The world was in semi-sleep and dreaming, but as always with dreams, the dark mares flitted with manes like black water, through consciousness and unconsciousness. Tales of horror and trauma infiltrated those almost silent sunshine days. Echoes of far off battles, corridors and machinery, exhausted running feet, precious breath, the push of the ventilator and the beeping of monitors… the valiant and the dead… yes that was there, even in the quiet of the night and even in our deepest sleep. We were there, and not there.
 
Death waited in the touch and in the breath.
 
I had trouble sleeping. Woke at four each morning with heart pounding, and speeding, circling, go-nowhere thoughts. Fear prowled the room. What if. What if. Guilt blacked out all hope of dawn and made the future dark.

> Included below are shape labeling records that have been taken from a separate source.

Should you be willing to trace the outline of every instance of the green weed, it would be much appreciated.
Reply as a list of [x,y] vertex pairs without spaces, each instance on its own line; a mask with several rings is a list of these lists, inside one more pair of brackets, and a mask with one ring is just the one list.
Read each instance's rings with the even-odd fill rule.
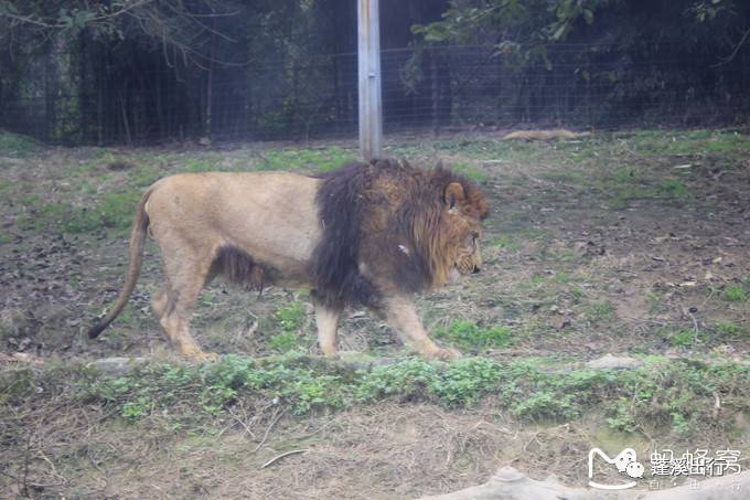
[[43,146],[31,137],[0,131],[0,156],[26,158],[42,150]]
[[513,330],[505,326],[481,328],[473,321],[453,320],[447,327],[437,328],[435,337],[464,349],[504,348],[513,342]]
[[451,170],[460,175],[465,177],[470,181],[476,182],[478,184],[484,184],[488,182],[488,180],[490,180],[490,175],[485,170],[471,163],[453,163],[451,166]]
[[293,301],[289,306],[279,307],[274,315],[283,332],[297,332],[304,320],[304,306]]

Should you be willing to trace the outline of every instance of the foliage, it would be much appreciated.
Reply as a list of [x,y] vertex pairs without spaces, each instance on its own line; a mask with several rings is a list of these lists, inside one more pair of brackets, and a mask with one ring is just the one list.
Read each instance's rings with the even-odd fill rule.
[[729,285],[724,289],[724,297],[732,302],[746,302],[748,292],[742,285]]
[[671,427],[685,433],[708,421],[721,425],[709,418],[716,395],[722,414],[750,409],[750,368],[657,358],[619,371],[550,371],[534,360],[506,364],[468,358],[444,365],[411,358],[354,372],[294,353],[262,363],[227,355],[200,365],[143,364],[115,376],[58,364],[3,372],[0,385],[7,387],[4,404],[55,397],[61,404],[104,405],[129,422],[161,418],[179,407],[191,418],[200,413],[208,418],[240,400],[267,400],[302,415],[384,398],[462,407],[491,397],[523,422],[565,422],[597,408],[618,430]]

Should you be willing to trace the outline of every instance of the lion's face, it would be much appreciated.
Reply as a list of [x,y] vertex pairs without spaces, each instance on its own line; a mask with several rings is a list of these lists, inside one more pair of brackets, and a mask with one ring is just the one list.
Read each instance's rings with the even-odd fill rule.
[[485,214],[485,209],[478,213],[476,203],[470,200],[461,184],[453,182],[446,188],[446,224],[444,228],[449,236],[446,238],[448,263],[451,272],[461,275],[479,273],[482,268],[482,252],[480,240],[482,226],[480,217]]

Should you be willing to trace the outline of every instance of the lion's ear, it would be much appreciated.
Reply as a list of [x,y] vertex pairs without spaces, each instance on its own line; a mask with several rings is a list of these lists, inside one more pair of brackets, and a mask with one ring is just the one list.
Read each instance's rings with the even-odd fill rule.
[[463,187],[458,182],[451,182],[446,188],[444,201],[450,210],[454,210],[456,205],[467,199],[467,193],[463,192]]

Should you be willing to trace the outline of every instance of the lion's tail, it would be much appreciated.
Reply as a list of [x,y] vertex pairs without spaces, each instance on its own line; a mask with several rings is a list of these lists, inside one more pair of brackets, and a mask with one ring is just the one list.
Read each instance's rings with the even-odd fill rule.
[[153,187],[149,188],[143,193],[140,202],[138,202],[138,208],[136,209],[136,217],[132,221],[132,228],[130,230],[130,264],[128,265],[128,275],[125,285],[122,286],[122,290],[120,290],[120,295],[117,297],[115,307],[109,310],[107,316],[105,316],[99,323],[88,330],[88,337],[90,339],[96,339],[99,333],[117,318],[117,315],[119,315],[125,308],[125,305],[128,304],[132,289],[136,288],[136,281],[138,280],[141,263],[143,260],[146,230],[149,227],[149,215],[146,213],[146,203],[149,201],[152,191]]

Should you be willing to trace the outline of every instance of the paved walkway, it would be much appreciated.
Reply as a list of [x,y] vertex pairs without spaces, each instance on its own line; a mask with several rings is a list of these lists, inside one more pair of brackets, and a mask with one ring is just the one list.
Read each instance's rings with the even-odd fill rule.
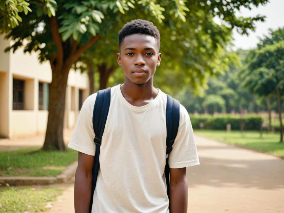
[[[68,129],[64,129],[63,130],[64,142],[66,145],[68,144],[71,138],[72,131],[72,130]],[[42,147],[43,145],[45,137],[45,134],[41,134],[35,136],[22,137],[12,140],[0,139],[0,151],[35,146]]]
[[188,212],[284,212],[284,160],[196,136],[200,165],[188,168]]
[[[70,132],[65,131],[64,135],[64,140],[68,141]],[[44,137],[30,137],[28,145],[42,145]],[[187,170],[189,213],[284,212],[284,160],[195,137],[201,164]],[[0,140],[0,149],[23,147],[22,139],[10,141],[8,145],[4,142],[5,139]],[[56,186],[66,190],[52,203],[49,213],[74,212],[73,185]]]

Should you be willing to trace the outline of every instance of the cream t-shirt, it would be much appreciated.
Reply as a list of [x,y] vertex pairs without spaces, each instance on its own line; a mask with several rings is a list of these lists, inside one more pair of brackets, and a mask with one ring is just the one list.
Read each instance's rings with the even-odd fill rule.
[[[158,89],[154,100],[135,106],[125,99],[120,85],[111,88],[92,212],[169,212],[164,174],[167,95]],[[68,145],[90,155],[95,151],[92,118],[96,94],[84,102]],[[170,167],[199,164],[189,116],[181,104],[179,127]]]

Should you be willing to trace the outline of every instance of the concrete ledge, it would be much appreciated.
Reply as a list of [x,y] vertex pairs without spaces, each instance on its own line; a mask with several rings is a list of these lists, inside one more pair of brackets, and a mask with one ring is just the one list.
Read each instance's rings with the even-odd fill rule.
[[54,177],[0,177],[0,185],[10,186],[30,185],[35,184],[48,185],[62,183],[70,180],[75,174],[78,162],[67,166],[60,174]]

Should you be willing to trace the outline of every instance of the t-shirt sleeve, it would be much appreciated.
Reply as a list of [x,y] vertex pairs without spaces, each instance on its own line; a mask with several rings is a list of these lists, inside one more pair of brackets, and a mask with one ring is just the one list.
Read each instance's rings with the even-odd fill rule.
[[86,100],[84,102],[80,111],[68,147],[88,155],[94,156],[95,132],[93,128],[92,116],[89,111],[90,106],[86,105],[89,102],[88,101]]
[[184,107],[180,108],[178,134],[169,155],[169,165],[174,169],[200,164],[190,118]]

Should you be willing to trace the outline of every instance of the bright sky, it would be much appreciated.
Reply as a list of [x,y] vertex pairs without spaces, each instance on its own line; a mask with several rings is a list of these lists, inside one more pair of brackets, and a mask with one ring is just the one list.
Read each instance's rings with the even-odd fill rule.
[[275,30],[279,27],[284,27],[284,0],[270,0],[266,4],[258,7],[254,7],[251,10],[243,8],[240,12],[236,13],[237,16],[253,16],[257,14],[266,16],[264,22],[256,23],[255,32],[250,31],[248,36],[241,35],[234,29],[233,37],[235,39],[233,43],[235,49],[241,48],[244,49],[256,47],[258,42],[258,37],[262,37],[264,34],[267,35],[268,29]]

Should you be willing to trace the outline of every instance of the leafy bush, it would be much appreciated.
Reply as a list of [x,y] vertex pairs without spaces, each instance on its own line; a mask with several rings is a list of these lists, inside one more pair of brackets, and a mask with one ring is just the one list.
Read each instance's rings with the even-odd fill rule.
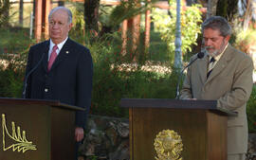
[[[154,9],[153,21],[155,23],[155,31],[159,31],[161,38],[168,44],[170,54],[174,56],[174,40],[175,40],[175,23],[176,23],[176,3],[174,0],[169,0],[169,12],[166,10]],[[193,5],[186,9],[181,9],[181,40],[182,53],[192,51],[192,44],[196,44],[196,39],[200,33],[199,24],[202,22],[200,5]]]
[[256,133],[256,86],[253,85],[252,92],[247,108],[249,133]]

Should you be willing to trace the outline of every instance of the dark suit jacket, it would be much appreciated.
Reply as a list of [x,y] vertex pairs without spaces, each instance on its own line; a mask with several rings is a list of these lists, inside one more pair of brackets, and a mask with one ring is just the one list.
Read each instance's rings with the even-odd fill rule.
[[229,44],[207,79],[208,62],[209,57],[205,56],[189,67],[180,98],[216,99],[218,108],[237,112],[237,116],[228,117],[228,153],[246,153],[246,109],[252,90],[252,60]]
[[26,75],[39,65],[27,79],[26,98],[60,100],[85,108],[85,112],[76,113],[76,125],[84,128],[91,104],[93,63],[90,51],[68,38],[51,70],[47,71],[48,50],[49,41],[30,47]]

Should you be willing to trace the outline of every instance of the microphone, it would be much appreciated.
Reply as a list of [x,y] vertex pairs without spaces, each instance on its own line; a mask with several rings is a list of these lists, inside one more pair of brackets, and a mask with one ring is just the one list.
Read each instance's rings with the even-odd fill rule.
[[185,66],[182,71],[180,72],[179,76],[178,76],[178,83],[177,83],[177,86],[176,86],[176,99],[179,98],[179,83],[180,83],[180,79],[181,79],[181,76],[183,75],[183,72],[186,68],[188,68],[189,66],[191,66],[191,64],[193,63],[193,62],[195,62],[197,59],[202,59],[203,57],[205,56],[205,53],[204,52],[199,52],[197,53],[197,57],[192,60],[187,66]]
[[45,54],[46,54],[46,52],[44,52],[44,54],[42,55],[41,59],[37,62],[37,64],[27,74],[27,76],[25,78],[23,92],[22,92],[22,98],[26,98],[26,90],[27,90],[28,77],[36,70],[36,68],[38,68],[39,64],[42,62],[42,61],[45,57]]

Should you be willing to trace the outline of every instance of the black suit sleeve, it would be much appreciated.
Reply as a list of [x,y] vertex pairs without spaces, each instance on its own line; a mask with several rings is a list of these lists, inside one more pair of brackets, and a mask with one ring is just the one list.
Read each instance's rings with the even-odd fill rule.
[[83,47],[77,64],[76,106],[85,108],[85,112],[76,112],[77,127],[85,126],[91,106],[93,62],[89,49]]

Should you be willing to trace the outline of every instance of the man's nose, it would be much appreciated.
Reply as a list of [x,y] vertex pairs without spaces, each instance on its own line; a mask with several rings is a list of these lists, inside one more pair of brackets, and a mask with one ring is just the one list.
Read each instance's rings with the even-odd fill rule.
[[205,46],[210,46],[211,42],[210,40],[205,40]]

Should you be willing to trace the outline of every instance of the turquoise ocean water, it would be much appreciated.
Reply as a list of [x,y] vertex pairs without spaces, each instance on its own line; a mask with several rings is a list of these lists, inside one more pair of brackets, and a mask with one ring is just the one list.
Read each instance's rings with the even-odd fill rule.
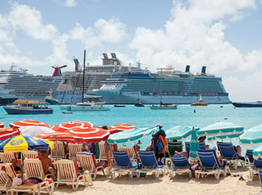
[[[61,110],[59,106],[50,106],[53,108],[53,114],[49,115],[8,115],[3,108],[0,107],[0,121],[5,123],[6,128],[13,121],[24,119],[37,120],[51,126],[75,120],[89,121],[95,126],[110,126],[125,123],[146,128],[160,123],[163,124],[164,130],[177,125],[202,128],[219,121],[232,122],[243,126],[244,129],[247,130],[262,123],[262,108],[234,108],[231,104],[209,105],[203,107],[179,105],[177,110],[151,110],[147,106],[138,108],[133,105],[127,105],[124,108],[114,107],[112,105],[106,106],[108,106],[110,111],[75,111],[73,114],[64,114],[62,111],[65,111]],[[231,141],[234,144],[239,144],[238,139]],[[150,137],[144,137],[141,142],[143,143],[142,149],[145,149],[150,143]],[[216,142],[209,144],[213,147],[216,145]],[[132,145],[134,143],[126,145]],[[247,147],[243,146],[242,148],[242,152],[245,152]]]

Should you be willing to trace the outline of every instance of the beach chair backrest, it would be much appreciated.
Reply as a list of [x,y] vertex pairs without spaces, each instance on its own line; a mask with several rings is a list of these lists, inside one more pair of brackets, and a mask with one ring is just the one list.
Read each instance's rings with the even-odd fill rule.
[[225,158],[237,159],[238,156],[234,145],[231,143],[217,142],[217,147],[221,153],[221,156]]
[[171,160],[176,167],[185,168],[189,165],[189,162],[185,156],[172,157]]
[[69,149],[69,159],[70,160],[76,160],[77,157],[76,155],[81,152],[81,149],[83,147],[83,144],[68,144],[68,149]]
[[11,163],[12,159],[14,159],[17,162],[16,154],[14,152],[1,152],[1,160],[4,163]]
[[262,158],[254,159],[253,166],[256,169],[262,169]]
[[120,151],[127,152],[129,157],[131,159],[135,158],[136,156],[135,149],[132,146],[120,146],[119,149]]
[[26,151],[23,152],[23,157],[24,158],[37,158],[38,157],[38,153],[36,151]]
[[212,169],[222,167],[216,157],[215,150],[199,149],[197,150],[197,153],[203,167]]
[[168,142],[167,143],[168,153],[170,156],[174,156],[174,151],[179,152],[183,150],[183,143],[182,141],[179,142]]
[[4,171],[0,170],[0,186],[11,186],[12,182]]
[[70,160],[58,160],[56,165],[58,170],[58,180],[76,181],[78,178],[76,162]]
[[37,177],[41,179],[45,179],[45,173],[42,162],[38,159],[26,159],[23,161],[26,170],[26,178]]
[[121,167],[132,167],[132,163],[127,151],[112,151],[117,165]]
[[77,155],[78,160],[80,162],[80,167],[89,172],[94,172],[95,171],[95,159],[94,155]]
[[253,150],[246,150],[246,156],[248,157],[251,163],[253,162],[254,159],[253,157]]
[[51,158],[64,158],[64,144],[61,141],[53,142],[53,148],[51,150]]
[[157,159],[153,151],[138,151],[143,167],[154,168],[158,167]]

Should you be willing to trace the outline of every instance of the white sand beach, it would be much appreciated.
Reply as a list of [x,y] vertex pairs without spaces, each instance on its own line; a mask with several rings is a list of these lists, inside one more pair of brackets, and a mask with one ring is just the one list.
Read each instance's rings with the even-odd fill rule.
[[[154,175],[148,175],[140,179],[130,179],[122,175],[115,179],[98,174],[94,185],[85,188],[80,186],[78,190],[73,191],[71,186],[61,186],[55,190],[56,195],[71,194],[257,194],[261,190],[258,176],[251,181],[247,167],[239,167],[231,170],[231,175],[221,176],[216,180],[213,175],[201,179],[189,179],[187,174],[177,175],[169,179],[169,175],[159,179]],[[246,181],[239,180],[243,175]]]

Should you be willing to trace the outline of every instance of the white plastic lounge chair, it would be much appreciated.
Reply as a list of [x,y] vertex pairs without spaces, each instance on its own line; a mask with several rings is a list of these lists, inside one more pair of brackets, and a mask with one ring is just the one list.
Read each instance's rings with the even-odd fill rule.
[[31,151],[31,150],[23,152],[23,157],[24,158],[38,158],[38,153],[36,151]]
[[127,152],[129,158],[132,162],[137,161],[137,155],[135,154],[135,151],[133,147],[132,146],[120,146],[119,147],[120,151],[125,151]]
[[4,163],[11,163],[12,159],[17,162],[16,154],[14,152],[1,152],[0,158]]
[[174,156],[170,157],[172,160],[172,169],[169,170],[170,179],[176,174],[187,173],[191,178],[191,170],[189,162],[185,156]]
[[132,178],[135,171],[137,169],[137,163],[131,162],[127,151],[112,151],[112,154],[117,167],[111,170],[112,178],[115,179],[116,173],[118,174],[128,173]]
[[156,177],[159,177],[160,172],[164,175],[167,165],[162,162],[157,162],[152,151],[138,151],[141,162],[142,168],[136,169],[137,178],[140,177],[140,173],[154,173]]
[[81,152],[81,149],[83,147],[83,144],[73,144],[68,143],[68,149],[69,149],[69,159],[70,160],[76,160],[76,155]]
[[56,164],[58,170],[57,181],[55,182],[56,187],[59,184],[68,184],[72,185],[73,190],[77,190],[80,183],[83,182],[85,186],[88,185],[85,177],[83,174],[78,174],[75,161],[59,160]]
[[98,172],[102,171],[105,175],[104,169],[108,169],[107,172],[109,174],[109,167],[108,165],[97,167],[95,164],[95,158],[94,155],[85,155],[85,152],[77,155],[78,160],[80,162],[79,167],[82,167],[84,170],[88,170],[89,173],[93,175],[91,178],[95,179]]
[[51,158],[65,158],[65,148],[63,142],[53,142],[53,148],[51,150]]
[[215,150],[200,149],[197,152],[201,162],[201,169],[196,170],[196,178],[199,179],[201,174],[214,174],[216,179],[219,179],[220,174],[226,176],[226,173],[230,173],[228,165],[220,165],[216,157]]
[[251,180],[253,180],[255,174],[258,174],[258,169],[262,169],[262,159],[254,159],[253,164],[249,167],[249,174]]
[[0,170],[0,191],[8,193],[12,186],[12,181],[4,171]]

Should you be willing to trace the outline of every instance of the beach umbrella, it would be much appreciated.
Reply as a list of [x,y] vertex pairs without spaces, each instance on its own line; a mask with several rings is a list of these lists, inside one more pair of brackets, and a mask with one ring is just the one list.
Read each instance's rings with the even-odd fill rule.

I was alive. Did I deserve it. Would it even last? What if. What if. I rose. Made tea. Tried to read. Went to a window and watched the sky to the east and waited. Weeks… months… we were all waiting, so what was one more hour, to sit and watch and wait? We also serve, who only stand. And wait.
 
I thought of the Bristol churches with their watch towers looking eastwards, the faithful watching and waiting for another kind of dawn.
And waited.
And looking eastwards, there it was. My first ever falling star. A lonely Lyrid, falling… falling… briefly a light to our world.  Out there was hope perhaps.
 
As the sky greyed, things took form outside.
 
A moving shadow caught my gaze. It stopped. A glow of white fur under the body and face. Darkly silhouetted ears, inscrutable eyes, and stillness. Our eyes met through glass: the human being, trapped inside, locked in my own darkness and the small fox out there in the dawn. And I heard her, as if she spoke to me … no… not heard… sensed?... a message without words.
 
This is not a dream.
 
There is always hope.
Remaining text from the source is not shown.